Q. Not too long ago, I moved to a different town and now attend a new parish. I have a question about the behavior of children at Mass. In my old parish, the priest would stop Mass and have the ushers assist a mother with a crying baby to a separate (and soundproof) “cry room,” which I thought was a good practice.

But at my new parish, toddlers (not so much crying infants) are forever making noise and causing disruption and nothing seems to happen. Our priest is young and new to the parish, and I think he doesn't want to rock the boat. Couldn't there be a particular area of the church set apart for parents with children? (Iowa)

A. I think that a having a “cry room” is a good idea, both for crying babies and disruptive toddlers. (In our parish, the entire gathering area serves such a purpose, with a speaker system and large glass doors offering a full view of the interior of the church.)

I would be leery, though, of stopping Mass and asking ushers to escort a noisy family to the cry room. Most parents, I think, would be grandly embarrassed at being singled out this way and might never come back.

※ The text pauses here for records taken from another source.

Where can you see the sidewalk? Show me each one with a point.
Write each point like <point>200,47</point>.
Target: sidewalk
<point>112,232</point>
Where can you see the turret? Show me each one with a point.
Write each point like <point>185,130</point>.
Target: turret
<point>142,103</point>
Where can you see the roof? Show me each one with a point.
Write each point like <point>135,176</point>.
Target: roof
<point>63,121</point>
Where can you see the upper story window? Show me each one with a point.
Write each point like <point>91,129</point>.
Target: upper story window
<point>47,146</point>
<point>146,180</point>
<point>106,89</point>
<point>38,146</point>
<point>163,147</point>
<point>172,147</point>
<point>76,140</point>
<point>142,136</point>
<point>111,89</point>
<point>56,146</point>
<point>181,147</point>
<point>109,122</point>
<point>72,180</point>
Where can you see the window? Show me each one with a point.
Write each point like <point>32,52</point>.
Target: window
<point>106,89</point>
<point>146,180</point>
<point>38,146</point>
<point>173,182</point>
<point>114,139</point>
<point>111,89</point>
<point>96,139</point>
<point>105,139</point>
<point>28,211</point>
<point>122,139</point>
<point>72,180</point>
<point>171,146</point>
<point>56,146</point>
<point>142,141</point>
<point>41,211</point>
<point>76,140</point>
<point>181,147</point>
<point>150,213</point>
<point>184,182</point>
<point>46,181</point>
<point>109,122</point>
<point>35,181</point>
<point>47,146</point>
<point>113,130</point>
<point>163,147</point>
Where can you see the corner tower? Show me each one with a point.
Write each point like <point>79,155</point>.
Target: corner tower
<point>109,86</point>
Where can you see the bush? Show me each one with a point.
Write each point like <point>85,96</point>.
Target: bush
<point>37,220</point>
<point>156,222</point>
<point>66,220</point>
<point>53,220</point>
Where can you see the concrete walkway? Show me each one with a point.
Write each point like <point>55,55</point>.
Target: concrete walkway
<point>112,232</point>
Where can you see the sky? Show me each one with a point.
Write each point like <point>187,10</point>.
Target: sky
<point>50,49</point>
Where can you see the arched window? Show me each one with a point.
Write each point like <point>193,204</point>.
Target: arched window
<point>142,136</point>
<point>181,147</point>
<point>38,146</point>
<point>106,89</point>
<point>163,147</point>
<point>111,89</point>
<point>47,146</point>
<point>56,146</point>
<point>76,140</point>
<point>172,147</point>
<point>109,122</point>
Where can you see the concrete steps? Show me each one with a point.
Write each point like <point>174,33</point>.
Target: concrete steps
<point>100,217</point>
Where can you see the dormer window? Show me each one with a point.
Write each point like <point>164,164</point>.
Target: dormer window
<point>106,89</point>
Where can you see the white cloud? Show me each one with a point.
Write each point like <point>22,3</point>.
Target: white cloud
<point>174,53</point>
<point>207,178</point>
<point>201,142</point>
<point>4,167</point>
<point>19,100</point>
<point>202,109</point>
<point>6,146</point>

In an ideal world, all parents would exercise infallible discretion as to when to take their child out, but nothing human is perfect. An occasional notice in the parish bulletin can help — a simple reminder that a moderate amount of sound and movement is to be expected from small children, but if the point is reached where those nearby are distracted from worshipping attentively, then the “cry room” is available.

Q. When I met my husband 10 years ago, he had three sons who had been baptized as Catholics but were living with their non-Catholic mother and never went on to make their confirmation. The middle son is now 21 and is a self-proclaimed anarchist and atheist.

As devout Catholics, his father and I have tried to help him to see the error of his ways, but he blatantly refuses. He blasphemes against Catholicism and religion in general and says foul, hateful things about Jesus on social websites.

His destructive and high-risk behavioral lifestyle also saddens us deeply, and we wait daily half-expecting to hear of his demise. My husband is his next-of-kin and would be charged with making funeral arrangements, and his current dilemma is whether to have a Catholic funeral Mass and burial service since his son's beliefs are no longer Christian. (Louisiana)

A. A Catholic funeral Mass serves two purposes: first, to gather friends so that, together, they can pray for the salvation of the deceased; and second, to give spiritual comfort to the family as they remember and celebrate Christ's promises of resurrection and of mercy. So even if the deceased person has been nominally a Catholic and hasn't practiced regularly in years, a Catholic funeral may be held should the family request it.

In the circumstance you describe, however, a Catholic funeral service would clearly ride roughshod over the wishes of the deceased and therefore might well expose the church to criticism and even to ridicule, particularly from the young man's non-Catholic friends. Better in this situation, I think, is that following a wake and a secular burial, it's better simply to request Masses for the deceased at a local parish or through a religious order.